Clusters of epidemiologically linked HIV-1 infections in the United Kingdom involving recently introduced strains. Epidemiologically linked infections were identified by statistically significant (P < 0.01) clustering of sequences sampled in the United Kingdom (UK) relative to globally sampled sequences in phylogenies representative of characterized diversity among the HIV-1 strains involved (East African subtype A [97 sequences] and West African/Iberian subtype G [56 sequences]). These clusters are shown in the phylogeny above with a representative set of globally sampled sequences. Bootstrap support for clusters was >70%. Filled circles indicate sequences from the United Kingdom. Globally sampled reference sequences are labeled according to subtype and country of sampling. The estimated date of the most recent common ancestor (MRCA) is shown for each cluster.

Two of the three clusters were comprised of sequences belonging to the Kenyan strain of subtype A (n = 9, 12). In these clusters, >70% of infected individuals were Caucasian and > 50% were from the United Kingdom, providing further indication that at least some of the infections had been acquired locally. Additionally, the documented of exposure risk in >90% of these cases was sex between men, which also suggests domestic transmission; for the vast majority of subtype A infections acquired in Africa, the probable means of exposure is reported as heterosexual sex (6).

The third cluster was comprised of 12 subtype G sequences obtained from individuals of either Portuguese or Angolan origin, half of whom were intravenous drug users. Although local transmission cannot be ruled out, the demographic data in this case suggested that clustering could reflect biased import, possibly via a network of intravenous drug users in the United Kingdom sharing a connection with Portugal.

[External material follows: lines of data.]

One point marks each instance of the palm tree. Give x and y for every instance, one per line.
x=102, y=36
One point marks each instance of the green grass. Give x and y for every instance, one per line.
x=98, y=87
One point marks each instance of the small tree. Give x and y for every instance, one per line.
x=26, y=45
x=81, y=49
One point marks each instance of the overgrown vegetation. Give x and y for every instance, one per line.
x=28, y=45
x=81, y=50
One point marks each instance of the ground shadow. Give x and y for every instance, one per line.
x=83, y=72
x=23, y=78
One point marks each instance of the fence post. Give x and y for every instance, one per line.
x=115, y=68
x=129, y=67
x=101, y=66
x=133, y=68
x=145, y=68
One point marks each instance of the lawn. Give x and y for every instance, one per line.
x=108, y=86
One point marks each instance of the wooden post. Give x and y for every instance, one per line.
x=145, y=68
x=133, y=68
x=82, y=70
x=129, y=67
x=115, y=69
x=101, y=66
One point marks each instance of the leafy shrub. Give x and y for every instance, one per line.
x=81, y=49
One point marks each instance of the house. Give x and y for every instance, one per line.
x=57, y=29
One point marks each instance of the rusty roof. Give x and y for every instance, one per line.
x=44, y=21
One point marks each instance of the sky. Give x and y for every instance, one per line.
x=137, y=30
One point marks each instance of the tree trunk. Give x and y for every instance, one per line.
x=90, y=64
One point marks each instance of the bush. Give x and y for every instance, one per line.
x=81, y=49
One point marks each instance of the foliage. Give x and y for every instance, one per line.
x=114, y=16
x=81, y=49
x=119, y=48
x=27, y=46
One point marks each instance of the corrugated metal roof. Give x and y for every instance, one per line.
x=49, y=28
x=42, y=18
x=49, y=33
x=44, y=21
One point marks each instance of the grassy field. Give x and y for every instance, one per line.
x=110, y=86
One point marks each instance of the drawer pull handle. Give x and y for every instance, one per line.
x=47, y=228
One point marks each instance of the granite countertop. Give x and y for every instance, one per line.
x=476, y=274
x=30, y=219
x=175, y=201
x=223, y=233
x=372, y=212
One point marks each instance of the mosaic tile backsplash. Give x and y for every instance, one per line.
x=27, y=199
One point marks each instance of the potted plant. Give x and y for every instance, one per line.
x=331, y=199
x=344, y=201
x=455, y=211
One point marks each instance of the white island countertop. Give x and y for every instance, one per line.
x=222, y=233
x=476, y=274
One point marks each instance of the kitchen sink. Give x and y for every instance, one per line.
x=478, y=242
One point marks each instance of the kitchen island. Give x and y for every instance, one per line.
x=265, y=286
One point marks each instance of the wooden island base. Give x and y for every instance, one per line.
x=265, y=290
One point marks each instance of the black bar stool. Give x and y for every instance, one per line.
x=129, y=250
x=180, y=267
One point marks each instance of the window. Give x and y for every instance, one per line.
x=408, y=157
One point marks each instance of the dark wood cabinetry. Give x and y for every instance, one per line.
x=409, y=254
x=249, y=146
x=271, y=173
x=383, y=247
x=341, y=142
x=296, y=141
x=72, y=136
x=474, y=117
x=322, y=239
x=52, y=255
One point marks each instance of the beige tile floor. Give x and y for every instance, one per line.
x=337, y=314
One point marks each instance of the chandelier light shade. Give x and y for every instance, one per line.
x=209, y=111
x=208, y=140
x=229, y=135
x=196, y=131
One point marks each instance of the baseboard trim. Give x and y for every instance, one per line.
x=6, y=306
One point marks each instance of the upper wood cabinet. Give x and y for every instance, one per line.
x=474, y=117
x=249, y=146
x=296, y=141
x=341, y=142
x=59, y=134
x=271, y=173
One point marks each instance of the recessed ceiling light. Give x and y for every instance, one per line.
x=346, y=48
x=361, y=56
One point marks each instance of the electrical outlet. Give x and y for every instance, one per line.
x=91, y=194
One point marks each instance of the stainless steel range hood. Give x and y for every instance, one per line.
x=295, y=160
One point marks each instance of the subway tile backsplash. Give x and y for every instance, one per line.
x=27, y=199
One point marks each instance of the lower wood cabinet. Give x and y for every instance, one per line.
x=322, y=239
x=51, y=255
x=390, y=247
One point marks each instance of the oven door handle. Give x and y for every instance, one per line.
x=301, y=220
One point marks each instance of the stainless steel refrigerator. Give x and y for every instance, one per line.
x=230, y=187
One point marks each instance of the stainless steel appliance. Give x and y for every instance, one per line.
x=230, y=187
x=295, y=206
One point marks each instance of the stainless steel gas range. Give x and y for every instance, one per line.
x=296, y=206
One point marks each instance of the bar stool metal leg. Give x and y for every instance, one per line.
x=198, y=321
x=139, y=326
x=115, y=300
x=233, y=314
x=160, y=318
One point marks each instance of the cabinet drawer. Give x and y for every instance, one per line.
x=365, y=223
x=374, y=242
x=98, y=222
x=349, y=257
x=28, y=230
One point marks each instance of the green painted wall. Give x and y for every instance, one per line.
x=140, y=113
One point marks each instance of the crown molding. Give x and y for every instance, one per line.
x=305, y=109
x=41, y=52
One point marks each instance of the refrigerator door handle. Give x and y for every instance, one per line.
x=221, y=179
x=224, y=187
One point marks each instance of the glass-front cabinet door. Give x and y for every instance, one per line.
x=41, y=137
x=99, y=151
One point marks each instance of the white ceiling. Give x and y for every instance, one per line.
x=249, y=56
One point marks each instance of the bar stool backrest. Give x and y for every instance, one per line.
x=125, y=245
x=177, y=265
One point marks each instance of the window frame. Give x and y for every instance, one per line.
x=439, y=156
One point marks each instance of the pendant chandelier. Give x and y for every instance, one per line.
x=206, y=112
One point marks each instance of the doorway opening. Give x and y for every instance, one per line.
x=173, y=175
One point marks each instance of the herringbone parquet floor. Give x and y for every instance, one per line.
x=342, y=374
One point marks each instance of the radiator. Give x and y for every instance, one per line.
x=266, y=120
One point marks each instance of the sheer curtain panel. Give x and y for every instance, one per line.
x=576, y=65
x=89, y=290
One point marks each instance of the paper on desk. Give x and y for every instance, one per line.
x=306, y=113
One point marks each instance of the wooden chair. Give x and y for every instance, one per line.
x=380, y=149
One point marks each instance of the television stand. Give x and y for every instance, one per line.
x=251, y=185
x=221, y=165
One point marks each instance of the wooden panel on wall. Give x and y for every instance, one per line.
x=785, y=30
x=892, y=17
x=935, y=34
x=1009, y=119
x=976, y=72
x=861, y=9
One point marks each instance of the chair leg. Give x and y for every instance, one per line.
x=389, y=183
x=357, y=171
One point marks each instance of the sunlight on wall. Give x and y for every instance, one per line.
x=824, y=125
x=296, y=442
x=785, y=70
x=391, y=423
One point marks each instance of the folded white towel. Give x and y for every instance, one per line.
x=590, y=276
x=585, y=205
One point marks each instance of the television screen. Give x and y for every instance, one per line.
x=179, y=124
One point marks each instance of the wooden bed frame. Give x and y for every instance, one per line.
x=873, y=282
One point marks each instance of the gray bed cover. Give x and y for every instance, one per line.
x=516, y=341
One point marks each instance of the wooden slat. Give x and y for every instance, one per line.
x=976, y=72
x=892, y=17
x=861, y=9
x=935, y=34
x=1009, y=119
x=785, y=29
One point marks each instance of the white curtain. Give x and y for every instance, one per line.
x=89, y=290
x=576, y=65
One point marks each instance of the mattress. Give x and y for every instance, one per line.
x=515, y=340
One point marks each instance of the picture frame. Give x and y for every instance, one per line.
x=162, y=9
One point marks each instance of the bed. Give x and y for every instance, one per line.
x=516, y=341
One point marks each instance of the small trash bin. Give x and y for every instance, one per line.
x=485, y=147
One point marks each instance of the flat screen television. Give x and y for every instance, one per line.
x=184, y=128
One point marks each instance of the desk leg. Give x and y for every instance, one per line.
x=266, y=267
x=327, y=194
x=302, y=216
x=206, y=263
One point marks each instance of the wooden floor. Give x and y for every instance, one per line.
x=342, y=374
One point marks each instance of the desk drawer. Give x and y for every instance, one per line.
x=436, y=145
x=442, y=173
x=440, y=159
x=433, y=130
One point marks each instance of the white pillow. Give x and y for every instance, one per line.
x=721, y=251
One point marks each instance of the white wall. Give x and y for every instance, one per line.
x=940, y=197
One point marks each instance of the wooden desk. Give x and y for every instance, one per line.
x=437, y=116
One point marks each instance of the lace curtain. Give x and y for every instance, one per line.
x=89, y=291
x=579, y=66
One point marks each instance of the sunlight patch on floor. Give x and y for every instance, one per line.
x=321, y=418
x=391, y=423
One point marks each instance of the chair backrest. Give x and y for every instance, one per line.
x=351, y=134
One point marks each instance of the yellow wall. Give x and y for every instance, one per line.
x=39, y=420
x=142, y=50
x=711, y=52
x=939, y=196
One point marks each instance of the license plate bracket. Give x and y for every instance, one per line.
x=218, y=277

Coalescent analysis indicated that all three clusters were established approximately 12 to 20 years ago (Fig. 2). This compares with estimates of ∼30 years for the established subtype B lineages in the United Kingdom (18).

DISCUSSION

It is important to monitor the emerging genetic diversity of HIV-1, not only because it has implications for vaccine development, diagnosis, screening of blood products, and the selection of optimal treatment regimens but also because it will facilitate epidemiological investigation of transmission patterns and help define strategies for preventing the spread of infection (3, 5, 15, 16, 18, 25). The distribution of HIV-1 genetic diversity with respect to epidemiological factors such as risk group and geographic location is highly dynamic; novel genetic diversity is continually being generated through mutation and recombination, and travel and migration promote the transfer of diverse viral strains between populations, often across large distances (19, 26, 37). The speed at which genetic diversity is generated by HIV-1 presents a challenge to standard phylogenetic classification systems, as reflected in the growing number of unclassifiable and complex recombinant sequences being reported (13, 34-36, 38, 44), the proliferation of “sub-subtype” nomenclature (11, 23, 39, 45), and accumulating evidence that at least some of the established groupings are artifacts of sampling (1, 2, 10).

In this analysis, we develop a pragmatic approach to the classification of HIV-1 genetic diversity that is tailored to the purposes of epidemiological surveillance. Annotated complete-genome sequences were used to derive groupings focused on representing shared geographic associations among closely related strains, rather than attempting to definitively represent evolutionary relationships. This classification is unique in that it is robust to the effects of recombination. Although it was essential that complete genomes were used for the initial characterization of global diversity (as only complete or nearly complete sequences can definitively discriminate monophyletic lineages in a population that is continuously being intermixed by recombination), reconstruction of phylogenies using subgenomic regions demonstrated that all groups defined by complete-genome analysis could be recovered using only these regions and the principles that we apply (Fig. 1). Thus, subgenomic fragments could be assigned to recombinant strains. Of course, when assigning subgenomic sequences to strains in this way, we could not rule out the possibility that certain of the sequences were misclassified due to uncharacterized recombination in the parts of the genome that were not analyzed. However, this would not invalidate the epidemiological information that we aim to infer, as robust genetic relatedness between strains, even in a subgenomic fragment, implies an epidemiological link. Furthermore, providing that prevalent recombinant viruses continue to be reported and fully sequenced with regularity, such cases will be relatively rare and unlikely to qualitatively affect our conclusions.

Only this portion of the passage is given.